A logistic regression model is created using lead features. To arrive at the list of features which significantly affect conversion probability, a mixed feature elimination approach is followed. 25 most important features are obtained through Recursive Feature Elimination and then reduced to 15 via p-value / VIF approach. The dataset is randomly divided into train and test set. (70 - 30 split).

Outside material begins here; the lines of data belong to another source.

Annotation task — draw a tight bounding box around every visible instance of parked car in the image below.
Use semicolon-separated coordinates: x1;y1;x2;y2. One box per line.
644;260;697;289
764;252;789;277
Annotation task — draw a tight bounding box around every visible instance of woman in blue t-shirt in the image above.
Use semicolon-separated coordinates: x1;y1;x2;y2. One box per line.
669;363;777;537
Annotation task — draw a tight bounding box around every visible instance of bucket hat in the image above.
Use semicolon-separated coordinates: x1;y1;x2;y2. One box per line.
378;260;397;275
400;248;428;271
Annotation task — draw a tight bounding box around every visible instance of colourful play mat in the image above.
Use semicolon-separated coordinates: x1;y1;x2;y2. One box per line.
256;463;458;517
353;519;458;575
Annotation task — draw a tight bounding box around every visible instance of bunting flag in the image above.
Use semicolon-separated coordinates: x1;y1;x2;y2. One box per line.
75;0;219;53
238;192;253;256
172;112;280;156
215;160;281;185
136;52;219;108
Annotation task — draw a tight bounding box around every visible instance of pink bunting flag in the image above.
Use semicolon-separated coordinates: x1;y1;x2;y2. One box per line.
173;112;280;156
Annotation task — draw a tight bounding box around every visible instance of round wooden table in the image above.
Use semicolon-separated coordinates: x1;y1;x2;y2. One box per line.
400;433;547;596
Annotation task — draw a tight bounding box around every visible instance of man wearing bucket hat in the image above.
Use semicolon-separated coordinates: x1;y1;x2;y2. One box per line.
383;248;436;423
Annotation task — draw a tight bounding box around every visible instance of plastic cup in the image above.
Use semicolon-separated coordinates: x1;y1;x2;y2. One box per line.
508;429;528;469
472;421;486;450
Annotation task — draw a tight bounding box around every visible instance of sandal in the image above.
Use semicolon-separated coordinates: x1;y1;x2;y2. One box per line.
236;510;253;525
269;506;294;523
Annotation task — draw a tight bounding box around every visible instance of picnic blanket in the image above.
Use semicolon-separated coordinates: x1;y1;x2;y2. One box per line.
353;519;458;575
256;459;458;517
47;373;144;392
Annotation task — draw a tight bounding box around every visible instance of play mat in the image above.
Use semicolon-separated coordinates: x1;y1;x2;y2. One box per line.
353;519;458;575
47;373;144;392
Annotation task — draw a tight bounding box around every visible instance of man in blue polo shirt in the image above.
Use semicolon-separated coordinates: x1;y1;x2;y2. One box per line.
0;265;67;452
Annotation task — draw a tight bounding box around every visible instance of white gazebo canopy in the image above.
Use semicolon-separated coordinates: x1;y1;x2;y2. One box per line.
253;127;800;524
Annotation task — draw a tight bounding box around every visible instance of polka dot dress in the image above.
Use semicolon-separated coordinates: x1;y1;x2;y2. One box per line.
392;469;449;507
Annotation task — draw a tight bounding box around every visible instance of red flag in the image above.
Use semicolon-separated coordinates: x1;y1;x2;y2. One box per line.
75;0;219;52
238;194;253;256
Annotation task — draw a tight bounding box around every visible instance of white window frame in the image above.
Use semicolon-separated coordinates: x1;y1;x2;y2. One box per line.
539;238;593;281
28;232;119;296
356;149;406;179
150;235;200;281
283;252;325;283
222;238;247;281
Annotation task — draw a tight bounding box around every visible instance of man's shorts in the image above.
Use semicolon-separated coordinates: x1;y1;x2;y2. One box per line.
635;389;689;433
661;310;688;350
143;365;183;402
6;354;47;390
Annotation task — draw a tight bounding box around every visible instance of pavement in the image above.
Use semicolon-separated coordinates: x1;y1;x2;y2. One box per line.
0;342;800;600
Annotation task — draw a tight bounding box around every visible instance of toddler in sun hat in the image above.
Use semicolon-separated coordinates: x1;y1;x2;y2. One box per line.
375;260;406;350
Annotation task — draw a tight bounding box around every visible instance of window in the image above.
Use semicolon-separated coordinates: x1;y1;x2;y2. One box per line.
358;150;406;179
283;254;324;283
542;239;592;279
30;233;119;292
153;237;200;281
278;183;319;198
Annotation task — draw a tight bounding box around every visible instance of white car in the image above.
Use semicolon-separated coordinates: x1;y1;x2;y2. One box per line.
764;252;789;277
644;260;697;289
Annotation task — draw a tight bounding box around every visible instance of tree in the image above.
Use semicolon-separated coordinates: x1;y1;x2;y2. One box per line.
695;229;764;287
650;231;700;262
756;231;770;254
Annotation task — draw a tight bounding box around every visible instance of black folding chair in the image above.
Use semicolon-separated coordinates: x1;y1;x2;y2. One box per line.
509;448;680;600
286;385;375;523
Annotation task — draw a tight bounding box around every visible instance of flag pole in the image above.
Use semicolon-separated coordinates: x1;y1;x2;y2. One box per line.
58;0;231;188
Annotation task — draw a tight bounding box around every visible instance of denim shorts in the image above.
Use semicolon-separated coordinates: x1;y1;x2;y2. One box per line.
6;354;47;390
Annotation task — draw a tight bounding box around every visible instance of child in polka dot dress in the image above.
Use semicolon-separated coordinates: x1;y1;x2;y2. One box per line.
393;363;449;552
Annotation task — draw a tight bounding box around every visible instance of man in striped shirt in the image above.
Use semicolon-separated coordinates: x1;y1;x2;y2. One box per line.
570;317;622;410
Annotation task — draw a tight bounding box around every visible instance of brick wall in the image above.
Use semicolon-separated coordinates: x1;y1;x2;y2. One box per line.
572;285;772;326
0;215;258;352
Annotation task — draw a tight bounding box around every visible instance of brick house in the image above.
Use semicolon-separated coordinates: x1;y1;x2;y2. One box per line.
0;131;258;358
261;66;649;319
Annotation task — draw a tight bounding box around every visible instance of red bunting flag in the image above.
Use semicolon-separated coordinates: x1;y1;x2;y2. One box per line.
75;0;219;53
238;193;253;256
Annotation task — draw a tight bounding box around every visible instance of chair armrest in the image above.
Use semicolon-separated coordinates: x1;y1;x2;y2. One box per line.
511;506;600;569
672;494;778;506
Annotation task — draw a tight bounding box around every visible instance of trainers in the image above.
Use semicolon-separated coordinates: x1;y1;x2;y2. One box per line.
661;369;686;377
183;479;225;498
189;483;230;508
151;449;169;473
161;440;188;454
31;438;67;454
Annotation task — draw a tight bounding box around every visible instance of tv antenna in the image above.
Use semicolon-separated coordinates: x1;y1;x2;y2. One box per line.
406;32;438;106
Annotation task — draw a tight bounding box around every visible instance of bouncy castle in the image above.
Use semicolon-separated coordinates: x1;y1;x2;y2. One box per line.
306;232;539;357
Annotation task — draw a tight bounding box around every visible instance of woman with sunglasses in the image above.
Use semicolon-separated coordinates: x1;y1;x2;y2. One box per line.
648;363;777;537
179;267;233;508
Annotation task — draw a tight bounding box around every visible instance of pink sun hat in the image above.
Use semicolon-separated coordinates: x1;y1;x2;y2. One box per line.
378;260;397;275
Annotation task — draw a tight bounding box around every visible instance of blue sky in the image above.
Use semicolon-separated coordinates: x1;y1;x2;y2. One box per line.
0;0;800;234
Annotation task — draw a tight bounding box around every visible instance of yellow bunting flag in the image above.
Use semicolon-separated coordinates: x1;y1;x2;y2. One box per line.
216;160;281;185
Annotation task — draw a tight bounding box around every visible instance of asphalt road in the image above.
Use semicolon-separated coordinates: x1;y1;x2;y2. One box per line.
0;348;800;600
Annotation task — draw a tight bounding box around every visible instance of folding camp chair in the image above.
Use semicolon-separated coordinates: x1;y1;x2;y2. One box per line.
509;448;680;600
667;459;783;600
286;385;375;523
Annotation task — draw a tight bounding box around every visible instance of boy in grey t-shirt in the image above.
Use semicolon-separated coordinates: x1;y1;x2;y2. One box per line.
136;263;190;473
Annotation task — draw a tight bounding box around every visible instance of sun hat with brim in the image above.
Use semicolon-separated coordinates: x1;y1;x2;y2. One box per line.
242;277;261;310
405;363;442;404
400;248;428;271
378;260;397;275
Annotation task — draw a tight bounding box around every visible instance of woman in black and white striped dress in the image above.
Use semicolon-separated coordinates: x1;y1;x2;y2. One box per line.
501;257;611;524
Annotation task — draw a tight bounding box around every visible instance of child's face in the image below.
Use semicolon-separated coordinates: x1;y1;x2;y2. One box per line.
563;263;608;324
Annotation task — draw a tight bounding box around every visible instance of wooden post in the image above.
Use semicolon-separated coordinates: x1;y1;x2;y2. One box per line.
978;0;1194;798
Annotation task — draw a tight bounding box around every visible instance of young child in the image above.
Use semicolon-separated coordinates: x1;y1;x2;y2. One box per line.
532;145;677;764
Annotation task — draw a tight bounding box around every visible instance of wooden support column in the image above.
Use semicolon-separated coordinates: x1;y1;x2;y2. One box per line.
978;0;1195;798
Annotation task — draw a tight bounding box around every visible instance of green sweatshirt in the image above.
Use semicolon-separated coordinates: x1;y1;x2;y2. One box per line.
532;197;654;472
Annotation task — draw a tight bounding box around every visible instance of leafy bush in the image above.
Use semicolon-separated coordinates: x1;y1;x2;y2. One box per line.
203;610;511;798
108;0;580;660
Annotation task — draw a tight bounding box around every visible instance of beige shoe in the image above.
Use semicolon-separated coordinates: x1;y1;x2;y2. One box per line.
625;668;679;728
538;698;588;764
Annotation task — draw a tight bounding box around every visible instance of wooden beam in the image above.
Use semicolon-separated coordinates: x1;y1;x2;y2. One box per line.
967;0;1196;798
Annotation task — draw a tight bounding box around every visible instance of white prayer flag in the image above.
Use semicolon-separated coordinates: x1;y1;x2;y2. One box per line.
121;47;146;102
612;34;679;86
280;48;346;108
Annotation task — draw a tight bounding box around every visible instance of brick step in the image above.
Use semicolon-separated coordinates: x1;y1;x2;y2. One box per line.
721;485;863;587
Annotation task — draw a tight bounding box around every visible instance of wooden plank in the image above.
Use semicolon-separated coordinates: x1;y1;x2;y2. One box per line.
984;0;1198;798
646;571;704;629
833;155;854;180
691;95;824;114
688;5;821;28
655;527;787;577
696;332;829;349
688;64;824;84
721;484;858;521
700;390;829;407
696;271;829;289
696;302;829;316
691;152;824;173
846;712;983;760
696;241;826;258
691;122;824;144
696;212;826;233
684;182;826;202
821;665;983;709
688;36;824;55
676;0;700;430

The final relationship between log Odds of Conversion Probability and lead features is

logOdds(Conversion Probability) = -0.6469 - 1.5426 Do Not Email -1.2699 Unknown Occupation -0.9057 No Specialization -0.8704 Hospitality Management - 0.6584 Outside India + 1.7923 SMS Sent + 1.1749 Other Last Activity + 2.3769 Working Professional - 0.8614 Olark Chat Conversation + 5.3886 Welingak Website + 3.0246 Reference + 1.1876 Olark Chat -1.0250 Landing Page Submission + 1.1253 Total Time Spent on Website + 0.6106 * Email Opened

where Total Time Spent on Website is standardized to $\mu=0,\sigma=1$

Interpreting Top 6 features affecting Conversion Probability :

  • A lead from Welingak Website has 5.4 times higher log odds of conversion than those from Google.
  • Leads through Reference have 3 times higher log odds of conversion than those from Google.
  • Leads from Working Professional have 2.38 times higher log odds of conversion than those from Businessman.
  • Leads with SMS Sent have 1.8 times higher log odds of conversion than those with no SMS sent.
  • Leads with Do Not Email have 1.5 times lesser log odds of conversion compared to leads who would like email updates.
  • Leads with Unknown Occupation have 1.27 times lesser log odds of conversion compared to those from Businessman.

Lead Scores :

  • Score sheet can be generated by running this cell.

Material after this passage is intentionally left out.